Reality: Technology has made it very easy to be your own publisher, but underestimate the importance of the traditional editorial process at your own risk. There are many self-published successes, but the vast majority comprises substandard books that have not had the benefit of a professional editor vetting them. You may not always agree with your editor—indeed, you shouldn’t agree all the time or else it doesn’t seem like either of is are doing much thinking—but they can be the voices of reason that knock your crazy idea into shape and make it palatable for its intended (and hopefully paying) audience. If you’re lucky—and I have been for the most part—you will worship your editor at times and other times you will want to strangle them, but that’s okay (as long as you don’t actually do it).

Walking into bookshops

What I thought: Every bookshop I walk into will have a shelf full of my works and that will make it all worthwhile.

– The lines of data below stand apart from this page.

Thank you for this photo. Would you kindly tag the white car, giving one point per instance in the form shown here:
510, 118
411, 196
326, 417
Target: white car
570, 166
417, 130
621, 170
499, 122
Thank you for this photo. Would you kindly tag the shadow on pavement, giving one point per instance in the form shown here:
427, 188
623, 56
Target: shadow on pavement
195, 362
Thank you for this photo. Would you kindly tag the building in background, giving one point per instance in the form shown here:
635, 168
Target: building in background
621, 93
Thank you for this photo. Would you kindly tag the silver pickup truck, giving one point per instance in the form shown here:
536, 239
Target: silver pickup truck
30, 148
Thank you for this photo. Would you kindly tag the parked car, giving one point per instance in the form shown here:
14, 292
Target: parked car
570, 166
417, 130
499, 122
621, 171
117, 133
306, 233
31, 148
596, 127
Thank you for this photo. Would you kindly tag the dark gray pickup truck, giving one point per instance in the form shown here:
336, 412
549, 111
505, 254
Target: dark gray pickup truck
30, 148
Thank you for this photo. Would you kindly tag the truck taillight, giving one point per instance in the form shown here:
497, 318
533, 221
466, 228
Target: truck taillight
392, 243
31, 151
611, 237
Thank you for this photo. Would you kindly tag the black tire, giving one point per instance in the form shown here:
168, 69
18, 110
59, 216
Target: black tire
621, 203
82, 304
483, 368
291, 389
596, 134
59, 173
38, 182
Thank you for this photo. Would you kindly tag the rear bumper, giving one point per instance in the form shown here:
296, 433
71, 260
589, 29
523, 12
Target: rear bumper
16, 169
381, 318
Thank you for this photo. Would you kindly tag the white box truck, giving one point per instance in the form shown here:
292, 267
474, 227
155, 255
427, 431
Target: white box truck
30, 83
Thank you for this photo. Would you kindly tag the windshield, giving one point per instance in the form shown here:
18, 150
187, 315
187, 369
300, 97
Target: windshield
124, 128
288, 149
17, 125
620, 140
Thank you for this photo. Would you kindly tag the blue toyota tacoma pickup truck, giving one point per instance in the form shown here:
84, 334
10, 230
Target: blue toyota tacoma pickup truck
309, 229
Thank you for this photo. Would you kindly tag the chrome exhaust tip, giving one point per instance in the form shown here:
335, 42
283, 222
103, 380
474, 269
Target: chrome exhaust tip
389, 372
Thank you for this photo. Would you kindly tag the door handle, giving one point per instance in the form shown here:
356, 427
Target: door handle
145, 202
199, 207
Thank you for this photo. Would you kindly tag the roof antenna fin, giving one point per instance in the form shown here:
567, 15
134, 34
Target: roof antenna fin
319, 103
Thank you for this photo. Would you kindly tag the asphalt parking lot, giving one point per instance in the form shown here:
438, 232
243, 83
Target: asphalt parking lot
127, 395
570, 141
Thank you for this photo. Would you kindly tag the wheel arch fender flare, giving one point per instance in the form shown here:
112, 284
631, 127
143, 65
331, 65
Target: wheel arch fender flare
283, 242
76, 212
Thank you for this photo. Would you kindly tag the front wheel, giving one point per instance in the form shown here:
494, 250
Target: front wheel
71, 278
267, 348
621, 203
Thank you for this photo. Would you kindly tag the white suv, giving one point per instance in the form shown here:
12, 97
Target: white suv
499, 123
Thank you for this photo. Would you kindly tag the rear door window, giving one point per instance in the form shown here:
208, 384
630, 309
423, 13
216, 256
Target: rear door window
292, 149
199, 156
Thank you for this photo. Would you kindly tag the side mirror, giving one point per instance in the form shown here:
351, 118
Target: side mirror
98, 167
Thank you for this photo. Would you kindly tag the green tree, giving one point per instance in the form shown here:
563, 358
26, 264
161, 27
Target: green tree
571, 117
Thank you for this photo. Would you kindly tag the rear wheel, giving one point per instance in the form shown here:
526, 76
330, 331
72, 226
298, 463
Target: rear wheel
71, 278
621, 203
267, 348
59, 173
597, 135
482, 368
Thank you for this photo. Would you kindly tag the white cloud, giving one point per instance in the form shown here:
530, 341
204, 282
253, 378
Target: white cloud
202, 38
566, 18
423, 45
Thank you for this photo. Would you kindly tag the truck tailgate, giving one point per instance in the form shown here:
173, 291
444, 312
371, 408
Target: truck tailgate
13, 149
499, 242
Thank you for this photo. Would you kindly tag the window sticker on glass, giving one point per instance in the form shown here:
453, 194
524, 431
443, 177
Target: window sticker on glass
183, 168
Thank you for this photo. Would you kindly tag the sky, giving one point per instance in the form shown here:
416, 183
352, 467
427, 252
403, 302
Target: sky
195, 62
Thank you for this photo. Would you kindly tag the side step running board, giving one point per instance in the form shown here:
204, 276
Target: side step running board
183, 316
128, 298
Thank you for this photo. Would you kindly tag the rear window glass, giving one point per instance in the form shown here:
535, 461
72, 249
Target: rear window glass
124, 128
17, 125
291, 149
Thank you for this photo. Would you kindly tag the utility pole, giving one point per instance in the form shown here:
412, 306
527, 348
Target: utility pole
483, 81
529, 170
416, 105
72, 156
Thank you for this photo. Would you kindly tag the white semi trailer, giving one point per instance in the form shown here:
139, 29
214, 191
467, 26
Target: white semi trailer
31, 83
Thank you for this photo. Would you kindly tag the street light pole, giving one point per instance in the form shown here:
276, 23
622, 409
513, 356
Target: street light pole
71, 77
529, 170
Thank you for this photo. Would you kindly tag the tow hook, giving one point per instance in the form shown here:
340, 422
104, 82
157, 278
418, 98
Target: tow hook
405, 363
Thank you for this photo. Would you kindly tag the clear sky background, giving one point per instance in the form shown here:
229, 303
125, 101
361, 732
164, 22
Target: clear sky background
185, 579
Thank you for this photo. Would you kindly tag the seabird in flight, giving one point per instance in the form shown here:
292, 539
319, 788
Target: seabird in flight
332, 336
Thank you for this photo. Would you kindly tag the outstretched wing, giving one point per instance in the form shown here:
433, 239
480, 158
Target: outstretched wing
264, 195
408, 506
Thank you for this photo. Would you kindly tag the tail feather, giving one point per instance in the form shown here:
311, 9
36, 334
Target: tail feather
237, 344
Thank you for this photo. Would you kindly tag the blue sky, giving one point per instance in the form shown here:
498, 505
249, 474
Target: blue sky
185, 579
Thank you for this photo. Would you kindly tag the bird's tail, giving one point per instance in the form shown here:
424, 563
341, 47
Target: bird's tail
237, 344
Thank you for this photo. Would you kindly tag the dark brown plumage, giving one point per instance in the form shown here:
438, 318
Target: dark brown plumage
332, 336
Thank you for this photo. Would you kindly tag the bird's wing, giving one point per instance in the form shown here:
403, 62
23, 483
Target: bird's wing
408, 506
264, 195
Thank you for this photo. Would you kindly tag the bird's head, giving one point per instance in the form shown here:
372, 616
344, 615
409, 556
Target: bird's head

Reality: Some of this is not really the fault of my overactive imagination, but has to do with the strange place that Indian children’s fiction occupies in the literary space, namely, that distribution is a nightmare. This makes homegrown books notoriously hard to find in bookshops. If you’re lucky, you might find one of your books lying disconsolately in one dusty corner on a shelf marked “Indian writing”. If you seek out the store manager and ask about stock, well, let’s say it won’t be good news. Online marketplaces have changed things a bit and, to be fair, things are in flux at the moment. Moreover, as young adult writers in English, we’re competing with world-renowned authors from the West, backed by generous (or at least more generous than ours) marketing budgets. That would be a whole new rant discussion, so let’s drop it for now.

Being an “established” author

What I thought: I don’t know!

Reality: Actually, does this even mean? Especially if your particular dream isn’t to be recognized on the streets or be mobbed for autographs? Most children’s authors in India are relatively unknown entities (except in publishing circles, where our favourite pastime is to meet over our choice of food and drink and talk about this). Another back-to-reality smack is to be aware of the fact that as a writer in English, our audience is extremely limited. (Add to this the fact that if you [oh, all right I] have a reluctance to go out and face your audience, you complicate matters even more.) But, as mentioned earlier, things are changing. Over the past few years, the range, quality and number of books has suddenly shot up, and there is much more visibility of books and their makers. Hopefully, in the near future, when I tell someone I write books for children, they won’t ask if that’s because I haven’t quite managed to write for adults.